Операции шунтирования начали выполнять в то же десятилетие, когда космический корабль «Аполлон» достиг Луны. Это одно из самых инвазивных хирургических вмешательств: оно требует вскрытия грудной клетки, изоляции сердца и подключения пациента к аппарату искусственного кровообращения — со всеми сопутствующими рисками. Врачам Армстронга пришлось тщательно взвесить все за и против, оценить все возможности альтернативных способов лечения, их плюсы и минусы.
Я не знаю, как именно обо всем этом сообщили человеку, который командовал первой высадкой на Луну, и каково было его собственное мнение. Несмотря на космическую профессию, Армстронг никогда не был искателем острых ощущений и лишнего риска предпочитал избегать.
Общеизвестно, что астронавт искренне считал: со временем слетать в космос будет не опаснее, чем приготовить молочный коктейль. Однако летом 1969 года, когда лунный модуль «Орел» совершал посадку в Море Спокойствия, с топливом на исходе и сбоящими бортовыми системами, в смысле безопасности космическому полету было еще очень далеко до молочной промышленности.
В те годы весь мир, затаив дыхание, следил как за полетами человека в космос, так и за операциями на сердце. Эти шаги первопроходцев были настолько опасными, что объективно оценить степень риска казалось невозможно, однако смертельный исход представлялся весьма вероятным.
Сегодня же вероятность аварии при старте орбитального корабля с человеком на борту оценивают в 2–3% — почти так же, как возможность неудачи при проведении операции коронарного шунтирования. Хотя это совершенно реальный, невыдуманный риск, общество сегодня относится к нему как к допустимому, а сами мероприятия стали казаться нам чем-то обыденным, почти рутиной.
Поверхность Луны, как и устройство сердца, изучали на протяжении веков. И то и другое было на виду — и все же долго оставалось недоступным. Команда астронавтов, надежно упакованных в скафандры с воссозданной внутри земной атмосферой, достигла Луны, преодолев пустоту космоса. Тот же самый подход — подстраховать организм искусственными системами жизнеобеспечения — стал залогом успешных кардиохирургических операций.
За десятилетия, пролетевшие с тех пор, как Скотт и Амундсен впервые достигли Южного полюса, мы проделали огромный путь. Изменились наши представления о способах преодоления опасностей, грозящих организму как в недоступных областях Земли, так и на операционном столе. Никогда еще жизнь человека не была такой безопасной и продолжительной.

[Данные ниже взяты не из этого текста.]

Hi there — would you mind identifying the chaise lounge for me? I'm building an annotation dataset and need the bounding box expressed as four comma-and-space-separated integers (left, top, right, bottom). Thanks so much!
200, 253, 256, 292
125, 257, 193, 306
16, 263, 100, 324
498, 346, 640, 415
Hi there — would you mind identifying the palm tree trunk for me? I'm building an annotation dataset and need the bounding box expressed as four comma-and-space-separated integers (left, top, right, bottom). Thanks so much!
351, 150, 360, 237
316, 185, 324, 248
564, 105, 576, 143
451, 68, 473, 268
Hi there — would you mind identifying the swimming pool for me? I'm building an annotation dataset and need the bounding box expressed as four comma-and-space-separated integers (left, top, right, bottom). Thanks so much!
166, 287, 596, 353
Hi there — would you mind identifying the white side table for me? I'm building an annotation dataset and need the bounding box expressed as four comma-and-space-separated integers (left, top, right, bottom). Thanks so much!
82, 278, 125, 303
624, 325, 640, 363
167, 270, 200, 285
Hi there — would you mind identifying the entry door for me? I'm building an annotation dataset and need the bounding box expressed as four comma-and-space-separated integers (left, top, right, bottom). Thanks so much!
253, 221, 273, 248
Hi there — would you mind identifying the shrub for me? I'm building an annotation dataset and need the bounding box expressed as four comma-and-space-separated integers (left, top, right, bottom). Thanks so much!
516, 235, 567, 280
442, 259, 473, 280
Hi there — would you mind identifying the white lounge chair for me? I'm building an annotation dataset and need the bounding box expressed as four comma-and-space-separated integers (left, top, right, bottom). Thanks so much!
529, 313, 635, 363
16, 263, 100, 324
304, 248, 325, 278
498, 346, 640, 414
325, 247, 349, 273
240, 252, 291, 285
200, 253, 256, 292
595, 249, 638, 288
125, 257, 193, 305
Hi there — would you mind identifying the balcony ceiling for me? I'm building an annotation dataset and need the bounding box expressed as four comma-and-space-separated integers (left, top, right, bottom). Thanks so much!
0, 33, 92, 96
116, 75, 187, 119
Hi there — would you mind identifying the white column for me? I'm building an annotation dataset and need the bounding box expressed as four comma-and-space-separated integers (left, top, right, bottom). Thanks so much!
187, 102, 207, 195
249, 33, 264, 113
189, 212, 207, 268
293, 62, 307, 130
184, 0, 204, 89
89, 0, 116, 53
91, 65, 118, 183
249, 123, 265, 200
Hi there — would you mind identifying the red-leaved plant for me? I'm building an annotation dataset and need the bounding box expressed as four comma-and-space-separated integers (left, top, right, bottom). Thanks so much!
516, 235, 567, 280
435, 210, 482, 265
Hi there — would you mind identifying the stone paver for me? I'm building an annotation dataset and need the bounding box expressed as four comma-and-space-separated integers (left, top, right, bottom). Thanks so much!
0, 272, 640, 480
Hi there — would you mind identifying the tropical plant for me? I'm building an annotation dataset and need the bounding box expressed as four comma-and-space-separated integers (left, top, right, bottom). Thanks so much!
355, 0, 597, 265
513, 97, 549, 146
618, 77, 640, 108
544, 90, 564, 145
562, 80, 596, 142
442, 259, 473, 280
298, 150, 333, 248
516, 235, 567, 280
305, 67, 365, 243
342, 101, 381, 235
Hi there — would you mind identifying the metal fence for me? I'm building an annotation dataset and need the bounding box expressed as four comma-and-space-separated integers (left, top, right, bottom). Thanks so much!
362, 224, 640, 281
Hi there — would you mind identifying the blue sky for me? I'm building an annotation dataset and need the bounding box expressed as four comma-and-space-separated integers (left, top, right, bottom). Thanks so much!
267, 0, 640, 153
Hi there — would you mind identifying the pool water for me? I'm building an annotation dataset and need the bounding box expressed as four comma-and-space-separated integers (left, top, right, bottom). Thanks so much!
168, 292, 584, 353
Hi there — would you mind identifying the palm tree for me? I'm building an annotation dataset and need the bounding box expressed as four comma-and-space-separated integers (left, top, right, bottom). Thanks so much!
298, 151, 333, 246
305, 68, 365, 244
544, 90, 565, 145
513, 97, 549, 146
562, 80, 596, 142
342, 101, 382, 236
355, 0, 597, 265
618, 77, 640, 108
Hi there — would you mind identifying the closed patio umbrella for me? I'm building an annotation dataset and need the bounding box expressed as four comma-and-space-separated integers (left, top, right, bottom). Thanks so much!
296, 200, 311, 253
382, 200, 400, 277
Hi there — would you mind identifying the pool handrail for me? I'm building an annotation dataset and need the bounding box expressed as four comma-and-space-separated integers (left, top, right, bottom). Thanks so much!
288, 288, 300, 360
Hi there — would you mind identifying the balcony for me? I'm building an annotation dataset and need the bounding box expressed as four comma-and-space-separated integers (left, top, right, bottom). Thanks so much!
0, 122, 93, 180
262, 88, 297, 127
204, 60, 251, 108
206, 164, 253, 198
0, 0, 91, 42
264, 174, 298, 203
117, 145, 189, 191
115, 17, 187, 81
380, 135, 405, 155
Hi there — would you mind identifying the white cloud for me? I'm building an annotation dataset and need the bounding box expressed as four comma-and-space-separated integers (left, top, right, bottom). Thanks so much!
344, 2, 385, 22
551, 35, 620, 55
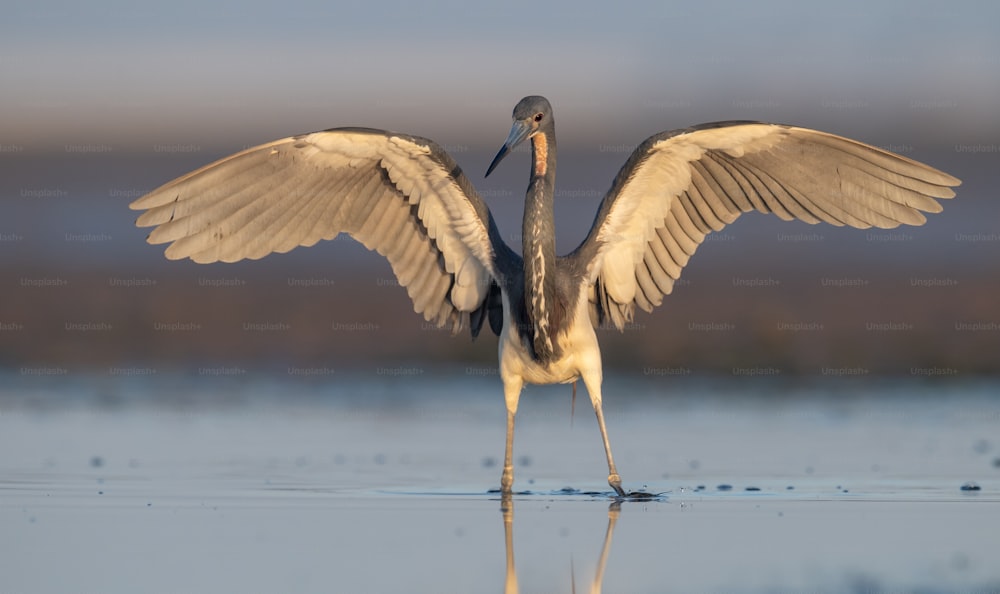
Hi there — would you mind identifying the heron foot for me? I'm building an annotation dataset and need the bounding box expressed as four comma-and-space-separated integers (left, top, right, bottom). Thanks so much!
500, 466, 514, 495
608, 473, 625, 497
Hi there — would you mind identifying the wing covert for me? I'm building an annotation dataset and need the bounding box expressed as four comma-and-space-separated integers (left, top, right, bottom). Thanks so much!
568, 122, 961, 329
130, 128, 508, 333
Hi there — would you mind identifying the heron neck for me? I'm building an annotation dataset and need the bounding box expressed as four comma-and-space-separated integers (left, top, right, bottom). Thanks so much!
521, 132, 563, 361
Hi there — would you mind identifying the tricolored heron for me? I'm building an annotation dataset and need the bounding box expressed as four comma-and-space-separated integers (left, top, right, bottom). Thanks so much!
131, 96, 960, 495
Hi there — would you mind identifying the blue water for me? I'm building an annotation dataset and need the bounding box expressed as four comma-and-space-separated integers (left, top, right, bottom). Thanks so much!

Но приглядимся, и перед нами предстанет картина куда более сложная. Исследования всегда путь проб и ошибок, риск на нем неизбежен. Это в полной мере относится к клиническим исследованиям. Но мы со все большей настороженностью относимся к прорывам в науке и покорении пространства — особенно того, что поглядывает на нас, уже устремившихся в космические дали, за последний рубеж. Может, не стоит так торопиться?
***
Космическая эра явилась, вне всякого сомнения, результатом гонки вооружений в середине ХХ века. В 1960-е годы, когда ядерные арсеналы Советского Союза и Соединенных Штатов поставили обе державы на грань взаимного уничтожения, космические полеты стали своего рода заменой, суррогатным полем битвы в войне, вести которую иным способом было смертельно опасно.
Советский Союз лидировал в космической гонке, и Соединенным Штатам трудно было примириться с этим фактом. Ответом спутнику, Лайке и Гагарину стали Армстронг, Олдрин и Коллинз. Несмотря на преимущество СССР на старте, выиграли все-таки США — победу в этом необычном поединке обеспечила высадка на Луну в июле 1969 года.